Porter, hayvanlar üzerinde yapılan çalışmalar sonucunda bu bileşiğin kansere veya kanserojen denilen bir yapıya neden olabileceğini bulunduğunu açıkladı. Gıdalardaki kanserojen madde bilgisi yeni olmasa da bu konuda daha ayrıntılı bilgiye ihtiyaç bulunuyor. Örneğin; bazı yiyeceklerin yüksek ısıda pişmesi veya kızartılması gibi pişirme yöntemleri de bu kanser riskini artıran etkenlerden biri.

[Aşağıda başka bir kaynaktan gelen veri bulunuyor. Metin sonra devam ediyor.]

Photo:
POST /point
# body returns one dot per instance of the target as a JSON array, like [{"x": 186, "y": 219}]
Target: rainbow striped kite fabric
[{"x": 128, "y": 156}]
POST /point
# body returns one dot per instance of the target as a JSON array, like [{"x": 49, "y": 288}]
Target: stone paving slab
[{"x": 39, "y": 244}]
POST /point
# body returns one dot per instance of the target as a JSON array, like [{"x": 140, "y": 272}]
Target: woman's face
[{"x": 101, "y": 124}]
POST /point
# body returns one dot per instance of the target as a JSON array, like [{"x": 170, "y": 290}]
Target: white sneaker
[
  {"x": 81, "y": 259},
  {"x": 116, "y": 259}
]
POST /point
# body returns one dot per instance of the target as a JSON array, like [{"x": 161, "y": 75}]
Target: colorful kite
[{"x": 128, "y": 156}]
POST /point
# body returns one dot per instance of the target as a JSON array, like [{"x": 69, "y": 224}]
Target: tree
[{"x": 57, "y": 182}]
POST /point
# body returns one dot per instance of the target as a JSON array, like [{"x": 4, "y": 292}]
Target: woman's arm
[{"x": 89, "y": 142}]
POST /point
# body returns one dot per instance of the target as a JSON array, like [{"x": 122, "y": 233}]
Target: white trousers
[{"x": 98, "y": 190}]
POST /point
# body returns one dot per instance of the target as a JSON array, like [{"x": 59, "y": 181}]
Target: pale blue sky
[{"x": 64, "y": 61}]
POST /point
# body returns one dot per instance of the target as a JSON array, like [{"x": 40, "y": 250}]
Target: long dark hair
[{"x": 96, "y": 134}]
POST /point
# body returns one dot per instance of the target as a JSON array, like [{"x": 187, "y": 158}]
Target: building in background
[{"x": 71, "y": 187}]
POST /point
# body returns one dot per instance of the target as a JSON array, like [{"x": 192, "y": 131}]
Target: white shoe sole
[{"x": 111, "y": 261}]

Fakat fermente gıdaların insan sağlığına zararlı olup olmadığını doğrulamadan önce daha fazla araştırmaya ihtiyaç duyulduğu, tüm bilim insanları tarafından bilinen bir gerçek.
Genel anlamda, kefirde bulunan kalsiyum ve probiyotik birlikteliği veya ekmekte bulunan lif ve B vitaminleri gibi içerdikleri diğer besinler nedeniyle, orta düzeyde fermente edilmiş gıdaların sağlığa katkı sağladığı görülüyor.

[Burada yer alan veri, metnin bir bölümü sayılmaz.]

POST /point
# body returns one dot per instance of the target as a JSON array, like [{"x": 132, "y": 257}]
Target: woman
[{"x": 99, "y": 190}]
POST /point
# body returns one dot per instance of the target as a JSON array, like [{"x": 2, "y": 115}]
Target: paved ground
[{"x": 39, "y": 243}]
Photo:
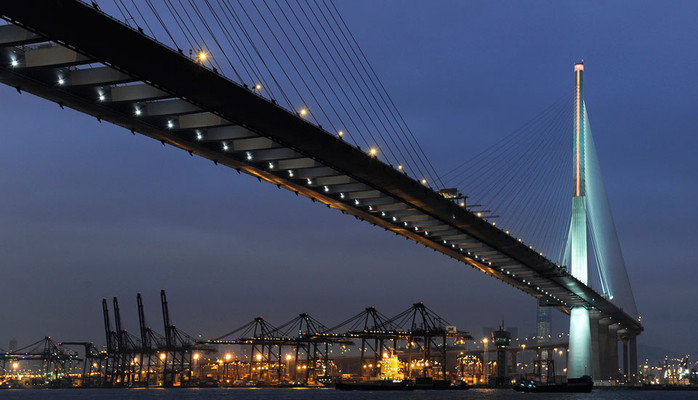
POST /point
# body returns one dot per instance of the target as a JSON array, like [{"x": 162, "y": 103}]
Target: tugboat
[{"x": 573, "y": 385}]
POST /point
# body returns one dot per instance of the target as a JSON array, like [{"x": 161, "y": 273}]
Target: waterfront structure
[{"x": 191, "y": 106}]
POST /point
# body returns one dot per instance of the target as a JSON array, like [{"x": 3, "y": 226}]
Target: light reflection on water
[{"x": 330, "y": 394}]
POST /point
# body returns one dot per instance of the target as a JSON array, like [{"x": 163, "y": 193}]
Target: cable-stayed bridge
[{"x": 299, "y": 134}]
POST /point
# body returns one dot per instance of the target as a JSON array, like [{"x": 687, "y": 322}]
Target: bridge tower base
[{"x": 579, "y": 359}]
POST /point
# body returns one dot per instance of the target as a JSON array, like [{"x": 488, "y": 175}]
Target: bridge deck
[{"x": 148, "y": 88}]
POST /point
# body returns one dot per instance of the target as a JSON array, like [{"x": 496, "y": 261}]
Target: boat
[
  {"x": 437, "y": 384},
  {"x": 375, "y": 385},
  {"x": 573, "y": 385}
]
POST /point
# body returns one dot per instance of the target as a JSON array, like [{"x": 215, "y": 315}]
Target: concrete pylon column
[
  {"x": 604, "y": 372},
  {"x": 594, "y": 317},
  {"x": 632, "y": 356},
  {"x": 613, "y": 351},
  {"x": 624, "y": 339}
]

Uzmanlar, bu süreçte soya sosu içeren, doymuş yağ içeriği yüksek veya tuz oranı fazla olan gıdalardan daha az tüketilmesi gerektiği konusunda uyarıyor.
Ayrıca daha fazla besleyici seçenekler için kepekli tahıllar, meyve, sebze, otlar ve baharatlar gibi antioksidan açısından zengin olan diğer besleyici gıdaları bir araya getirdiğinizden de emin olmak son derece önemli konuların başında geliyor.
MİDE KANSERİ NEDİR?
Araştırmacılar, bazı tahminlere göre, mide kanserinin kanser çeşitleri arasında en yaygın ikinci form olduğunu belirtiyor.
Özellikle beslenme alışkanlıklarının hastalığın gelişiminde oldukça önemli olduğu bilinirken, salamura edilmiş, tuzlanmış, tütsülenmiş ve tuz yönünden zengin yiyeceklerin artan kanser oranları ile ilişkili olduğu biliniyor.
İstatistiklere göre dünyada her 5 kişiden 1'inin hayatının bir döneminde kanser teşhisi aldığı düşünüldüğünde beslenmenin ne kadar hayati bir konu olduğu da öne çıkıyor. Bu teşhisler arasında sıklıkla görülen mide kanseri ise önleyici birkaç alışkanlık ile tamamen ortadan kaldırılabilme ihtimali barındırır.